SÁBADO, 12 DE MAYO DE 1945

Por la mañana, toda la comunidad de vecinos —ahora se la vuelve a denominar oficialmente así— nos reunimos en el jardín de atrás, aquel que yo en mi imaginación había convertido ya en cementerio, para cavar una fosa, pero sólo para la basura que se está apilando en torno a los cubos. Todos con muchas ganas de trabajar, bromeando con alegría. Todos nos sentimos aliviados e ilusionados por esta actividad útil. Resulta muy extraño que nadie tenga que ir «al trabajo», que todos tengan vacaciones en casa, por decirlo de algún modo, que los matrimonios anden juntos a todas horas.

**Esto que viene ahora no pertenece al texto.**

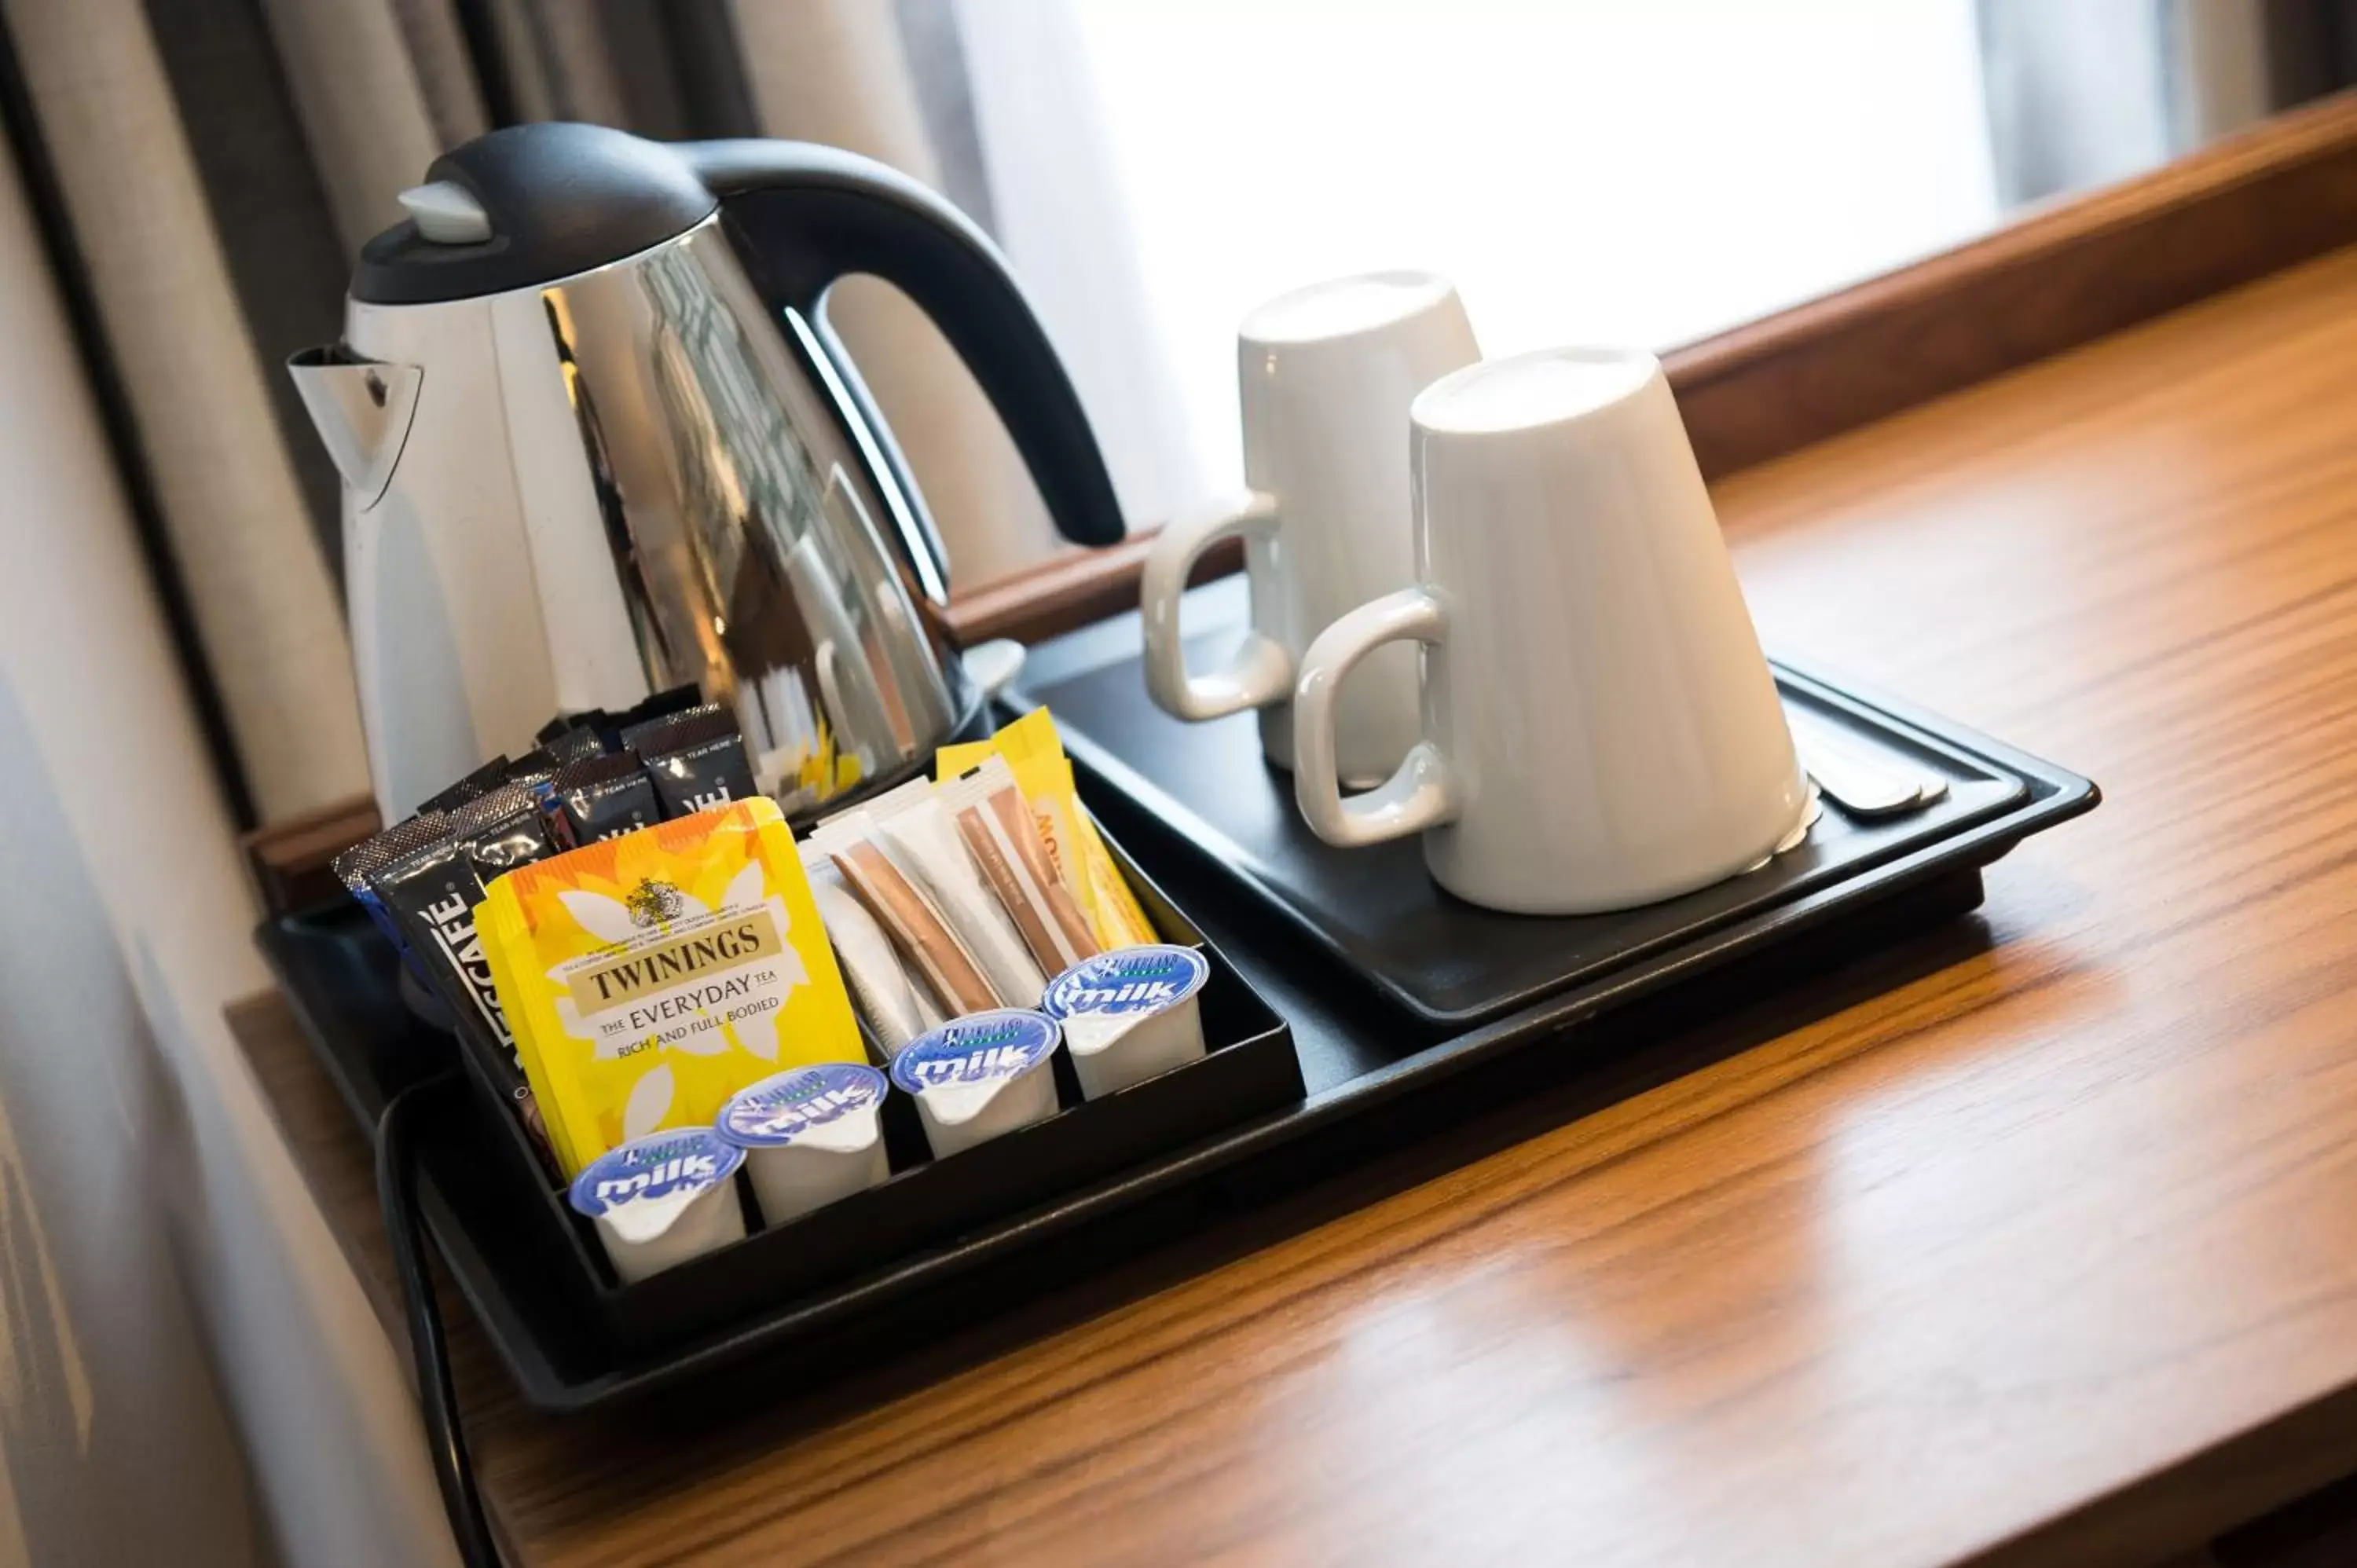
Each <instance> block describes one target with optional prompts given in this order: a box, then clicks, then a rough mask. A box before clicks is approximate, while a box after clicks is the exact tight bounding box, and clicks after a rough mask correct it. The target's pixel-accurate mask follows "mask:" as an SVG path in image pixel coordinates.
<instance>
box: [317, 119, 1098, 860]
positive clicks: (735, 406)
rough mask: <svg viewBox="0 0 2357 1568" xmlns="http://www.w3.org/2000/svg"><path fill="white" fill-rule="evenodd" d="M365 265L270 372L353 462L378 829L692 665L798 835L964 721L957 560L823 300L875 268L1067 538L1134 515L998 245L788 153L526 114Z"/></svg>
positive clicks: (843, 159)
mask: <svg viewBox="0 0 2357 1568" xmlns="http://www.w3.org/2000/svg"><path fill="white" fill-rule="evenodd" d="M401 203H403V207H405V210H408V222H403V224H398V226H394V229H387V231H384V233H379V236H377V238H372V241H370V243H368V245H365V248H363V250H361V259H358V266H356V271H354V278H351V297H349V302H346V311H344V342H339V344H335V347H328V349H311V351H304V354H297V356H295V358H292V361H290V363H288V368H290V370H292V375H295V382H297V387H299V389H302V396H304V406H306V408H309V410H311V417H313V422H316V424H318V431H321V439H323V441H325V446H328V450H330V455H332V457H335V465H337V469H339V472H342V476H344V585H346V597H349V615H351V641H354V665H356V670H358V681H361V722H363V731H365V736H368V766H370V776H372V783H375V792H377V806H379V809H382V811H384V818H387V821H394V818H398V816H405V813H408V811H412V809H415V806H417V802H420V799H424V797H427V795H431V792H434V790H441V788H443V785H448V783H450V780H453V778H460V776H462V773H467V771H471V769H474V766H476V764H481V762H486V759H488V757H493V755H497V752H521V750H526V747H530V745H533V733H535V731H537V729H540V726H542V724H544V722H547V719H549V717H552V714H556V712H580V710H589V707H606V710H622V707H629V705H632V703H636V700H639V698H643V696H648V693H651V691H662V689H669V686H679V684H686V681H695V684H700V686H702V691H705V696H707V698H709V700H717V703H726V705H731V707H733V710H735V714H738V722H740V726H742V731H745V743H747V755H750V757H752V762H754V771H757V776H759V785H761V788H764V790H766V792H771V795H775V797H778V802H780V806H783V809H785V811H787V816H797V818H806V816H811V813H816V811H818V809H823V806H834V804H844V802H851V799H856V797H860V795H867V792H874V790H884V788H891V785H893V783H898V780H900V778H905V776H912V773H917V771H919V769H924V766H929V762H931V755H933V747H936V745H940V743H943V740H950V738H955V736H959V733H969V731H971V729H973V726H976V724H978V722H981V696H978V693H976V689H973V684H971V681H969V679H966V674H964V667H962V663H959V660H957V648H955V646H952V641H950V637H948V630H945V625H943V615H940V608H943V604H945V599H948V556H945V552H943V545H940V535H938V533H936V531H933V521H931V516H929V514H926V509H924V500H922V495H919V493H917V486H915V483H912V481H910V474H907V467H905V465H903V460H900V453H898V448H896V446H893V439H891V431H889V429H886V424H884V420H882V417H879V415H877V410H874V403H872V401H870V396H867V389H865V384H863V382H860V375H858V370H856V368H853V363H851V358H849V356H846V354H844V344H841V342H839V340H837V337H834V332H832V330H830V328H827V316H825V309H823V307H825V297H827V288H830V285H832V283H834V281H837V278H839V276H846V274H874V276H879V278H884V281H889V283H893V285H898V288H900V290H903V292H907V295H910V297H912V299H915V302H917V304H919V307H922V309H924V311H926V314H929V316H931V318H933V321H936V323H938V325H940V330H943V335H945V337H948V340H950V344H952V347H955V349H957V351H959V354H962V356H964V361H966V363H969V365H971V368H973V377H976V382H978V384H981V387H983V391H985V394H988V396H990V401H992V406H995V408H997V413H999V417H1002V420H1004V424H1006V429H1009V434H1011V436H1014V441H1016V448H1018V450H1021V453H1023V460H1025V465H1028V467H1030V472H1032V479H1035V481H1037V486H1039V493H1042V498H1044V500H1047V507H1049V514H1051V516H1054V519H1056V526H1058V528H1061V531H1063V535H1065V538H1070V540H1075V542H1082V545H1110V542H1113V540H1117V538H1120V535H1122V516H1120V507H1117V502H1115V495H1113V479H1110V476H1108V474H1105V462H1103V455H1101V453H1098V448H1096V439H1094V434H1091V431H1089V420H1087V415H1084V413H1082V408H1080V398H1077V394H1075V391H1072V382H1070V377H1068V375H1065V370H1063V363H1061V361H1058V358H1056V351H1054V347H1051V344H1049V340H1047V332H1044V330H1042V328H1039V321H1037V318H1035V316H1032V311H1030V307H1028V304H1025V299H1023V292H1021V290H1018V288H1016V283H1014V278H1011V276H1009V274H1006V264H1004V262H1002V259H999V255H997V250H995V248H992V245H990V241H988V238H985V236H983V233H981V231H978V229H976V226H973V224H971V222H966V219H964V217H962V215H959V212H957V210H955V207H950V205H948V203H945V200H940V198H938V196H933V193H931V191H926V189H924V186H919V184H917V182H912V179H907V177H903V174H898V172H893V170H889V167H884V165H879V163H870V160H865V158H856V156H851V153H844V151H834V149H825V146H811V144H799V141H700V144H655V141H643V139H639V137H629V134H625V132H618V130H606V127H599V125H561V123H547V125H516V127H509V130H497V132H490V134H488V137H481V139H476V141H469V144H464V146H460V149H457V151H453V153H445V156H443V158H438V160H436V163H434V167H431V170H427V184H422V186H417V189H412V191H405V193H403V196H401Z"/></svg>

Después me puse a fregar en el salón de casa. Restregué fuerte el suelo para quitar los salivazos de los rusos y las manchas de betún de sus botas, y también los últimos restos de bosta de caballo en los pasillos. Con eso me entró mucho apetito. Todavía tenemos guisantes y harina. La viuda cocina con la mantequilla derretida de los últimos restos rancios que se trajo el señor Pauli de las milicias del Volkssturm.

El piso resplandecía cuando llegaron nuestros invitados de Schöneberg. Se habían puesto los tres en marcha y se encontraron de camino a pesar de que mi amiga Gisela no conocía todavía a los amigos de la viuda. Los tres estaban lavados, bien peinados y con ropa limpia. Tomaron el mismo camino que nosotras y vieron también lo mismo: a muy pocas personas, sólo a unos cuantos rusos. Todo lo demás desierto y silencio. Hubo café recolado y para cada uno de los tres, trozos de pan untado con mantequilla rancia. ¡Todo un agasajo!

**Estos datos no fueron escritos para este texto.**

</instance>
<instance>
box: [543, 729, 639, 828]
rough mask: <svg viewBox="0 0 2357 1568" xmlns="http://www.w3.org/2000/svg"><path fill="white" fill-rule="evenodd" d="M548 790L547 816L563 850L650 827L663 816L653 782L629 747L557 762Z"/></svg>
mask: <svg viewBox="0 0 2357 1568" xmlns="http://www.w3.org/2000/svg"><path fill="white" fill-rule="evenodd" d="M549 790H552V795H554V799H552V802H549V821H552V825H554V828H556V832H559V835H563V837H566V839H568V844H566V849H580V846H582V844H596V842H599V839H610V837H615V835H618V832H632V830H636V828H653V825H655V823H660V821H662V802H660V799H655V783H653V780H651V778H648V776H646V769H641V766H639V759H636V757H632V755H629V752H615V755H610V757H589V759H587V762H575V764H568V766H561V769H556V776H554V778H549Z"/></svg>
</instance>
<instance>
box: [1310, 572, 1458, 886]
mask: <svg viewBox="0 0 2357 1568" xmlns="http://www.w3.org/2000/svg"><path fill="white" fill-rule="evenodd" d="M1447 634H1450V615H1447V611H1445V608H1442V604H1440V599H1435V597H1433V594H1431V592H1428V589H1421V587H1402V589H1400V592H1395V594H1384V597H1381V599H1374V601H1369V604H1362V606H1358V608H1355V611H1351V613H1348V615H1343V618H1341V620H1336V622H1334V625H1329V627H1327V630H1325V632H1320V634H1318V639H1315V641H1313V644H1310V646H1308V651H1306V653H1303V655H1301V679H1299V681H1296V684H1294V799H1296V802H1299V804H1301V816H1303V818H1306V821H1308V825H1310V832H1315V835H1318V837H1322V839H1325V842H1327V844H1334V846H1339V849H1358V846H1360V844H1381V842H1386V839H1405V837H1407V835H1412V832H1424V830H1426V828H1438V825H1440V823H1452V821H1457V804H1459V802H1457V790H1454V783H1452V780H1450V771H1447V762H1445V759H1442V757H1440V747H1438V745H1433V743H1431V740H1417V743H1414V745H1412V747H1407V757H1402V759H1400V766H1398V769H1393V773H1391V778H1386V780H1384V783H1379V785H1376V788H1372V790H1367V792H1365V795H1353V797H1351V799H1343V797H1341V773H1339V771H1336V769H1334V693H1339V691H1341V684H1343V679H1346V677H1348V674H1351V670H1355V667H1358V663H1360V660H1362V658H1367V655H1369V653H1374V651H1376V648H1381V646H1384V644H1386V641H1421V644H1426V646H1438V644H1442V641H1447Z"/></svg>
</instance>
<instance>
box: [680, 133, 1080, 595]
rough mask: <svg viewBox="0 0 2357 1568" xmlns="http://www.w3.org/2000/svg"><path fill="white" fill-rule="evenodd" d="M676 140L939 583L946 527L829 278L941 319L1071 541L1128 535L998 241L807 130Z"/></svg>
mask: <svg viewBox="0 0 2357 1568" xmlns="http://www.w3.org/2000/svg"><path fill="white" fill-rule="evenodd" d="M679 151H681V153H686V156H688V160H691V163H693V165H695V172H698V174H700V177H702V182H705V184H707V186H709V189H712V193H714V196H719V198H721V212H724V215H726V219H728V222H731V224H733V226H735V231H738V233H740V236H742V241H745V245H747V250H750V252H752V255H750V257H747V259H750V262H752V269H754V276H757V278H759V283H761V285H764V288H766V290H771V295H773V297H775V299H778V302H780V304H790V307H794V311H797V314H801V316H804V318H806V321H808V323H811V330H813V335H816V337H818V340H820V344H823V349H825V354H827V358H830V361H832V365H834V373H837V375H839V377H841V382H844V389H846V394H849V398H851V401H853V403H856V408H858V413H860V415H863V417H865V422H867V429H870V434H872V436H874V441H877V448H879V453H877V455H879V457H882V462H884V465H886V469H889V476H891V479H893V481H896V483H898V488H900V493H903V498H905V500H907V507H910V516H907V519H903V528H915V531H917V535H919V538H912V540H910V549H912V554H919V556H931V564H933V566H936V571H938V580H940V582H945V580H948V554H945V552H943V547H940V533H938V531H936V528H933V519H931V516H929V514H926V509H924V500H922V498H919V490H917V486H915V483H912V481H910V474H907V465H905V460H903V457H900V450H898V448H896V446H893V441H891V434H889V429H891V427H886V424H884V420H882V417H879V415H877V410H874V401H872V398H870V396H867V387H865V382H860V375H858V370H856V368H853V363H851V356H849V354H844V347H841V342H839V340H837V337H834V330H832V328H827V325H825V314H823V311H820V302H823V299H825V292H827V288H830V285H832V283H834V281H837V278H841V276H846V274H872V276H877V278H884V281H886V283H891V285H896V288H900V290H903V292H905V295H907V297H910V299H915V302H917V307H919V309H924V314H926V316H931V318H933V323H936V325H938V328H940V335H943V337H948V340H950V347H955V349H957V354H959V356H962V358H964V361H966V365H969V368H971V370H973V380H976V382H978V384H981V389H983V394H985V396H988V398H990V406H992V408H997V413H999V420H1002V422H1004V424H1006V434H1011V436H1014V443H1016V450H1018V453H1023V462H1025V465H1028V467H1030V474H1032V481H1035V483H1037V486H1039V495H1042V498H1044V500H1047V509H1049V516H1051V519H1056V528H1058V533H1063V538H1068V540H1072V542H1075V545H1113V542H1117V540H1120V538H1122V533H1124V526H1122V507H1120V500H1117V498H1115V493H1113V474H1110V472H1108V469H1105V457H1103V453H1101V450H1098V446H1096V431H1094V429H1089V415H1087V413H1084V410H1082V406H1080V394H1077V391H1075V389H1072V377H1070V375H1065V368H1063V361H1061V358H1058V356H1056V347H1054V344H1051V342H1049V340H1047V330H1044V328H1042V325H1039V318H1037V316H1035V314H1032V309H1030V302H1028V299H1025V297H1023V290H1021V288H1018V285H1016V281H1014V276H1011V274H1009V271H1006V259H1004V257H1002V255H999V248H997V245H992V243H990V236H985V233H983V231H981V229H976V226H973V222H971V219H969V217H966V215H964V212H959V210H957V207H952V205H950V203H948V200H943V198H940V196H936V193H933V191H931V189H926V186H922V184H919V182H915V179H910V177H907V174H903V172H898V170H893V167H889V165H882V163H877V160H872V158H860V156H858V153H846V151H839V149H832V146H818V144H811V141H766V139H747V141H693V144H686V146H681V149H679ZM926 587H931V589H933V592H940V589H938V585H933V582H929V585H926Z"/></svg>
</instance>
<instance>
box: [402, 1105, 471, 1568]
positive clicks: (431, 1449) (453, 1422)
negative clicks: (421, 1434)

Me llevé a Gisela al salón para charlar un rato con ella. Quería saber cómo se imaginaba el futuro, la supervivencia. Lo ve muy negro. Su mundo, el mundo occidental impregnado de cultura y de arte —lo único que le importa a ella—, todo eso lo ve ahora en pleno hundimiento. Para un nuevo comienzo se siente anímicamente demasiado cansada. No cree que vaya a haber ahora espacio para respirar o incluso para un trabajo intelectual para una persona con inquietudes. No, no tiene ganas de veronal ni de venenos similares. Quiere perseverar aunque sin ánimo ni alegría. Habló de que quería buscar «lo divino» en sí misma, reconciliarse con sus propias profundidades, y que de eso esperaba una liberación. Está muy desnutrida, tiene unas sombras muy pronunciadas debajo de los ojos y seguirá pasando mucha hambre con las dos chicas jóvenes que tiene alojadas en su piso, y a quienes tengo la sensación de que les da también parte de su propia ración. Las escasas provisiones de legumbres y de copos de avena que tenía en el sótano se las robaron unos alemanes antes de la llegada de los rusos. Homo homini lupus. Al despedirnos le di dos puros. Los robé con el mayor disimulo de la caja del comandante de la que el señor Pauli ya se ha fumado la mitad. Después de todo, fui yo la que se entregó a cambio de esa ofrenda, no él. Yo tengo mi parte en ella. Gisela podrá obtener algo de comida a cambio.

Por la tarde todavía me dio tiempo de ir por agua. La bomba de agua está de museo. La parte central salida, la palanca rota en varias partes y sujeta con algunos metros de alambre y de cordel. Tres tienen que sujetarla siempre, mientras dos bombean. La gente se ha acostumbrado. Nadie dice una sola palabra. En mis dos cubos flotaban luego astillas y virutas. Tuvimos que colar el agua. Otra vez tengo que maravillarme de que «ésos» construyeran barricadas que no sirven para nada, pero que no pensaran ni por asomo en preparar algunos puntos de abastecimiento de agua para el caso más que probable de un asedio a la ciudad. Ellos mismos asediaron ciudades. Debían conocer el problema. Pero probablemente, a cualquier dirigente que hubiera hablado de instalar bombas de agua, le habrían despachado por derrotista y por cabrón.

Tarde tranquila la de hoy. Por primera vez desde hace tres semanas he abierto un libro, Joseph Conrad, La línea de sombra. Pero me resultaba difícil meterme en la historia. Estoy demasiado empachada de imágenes.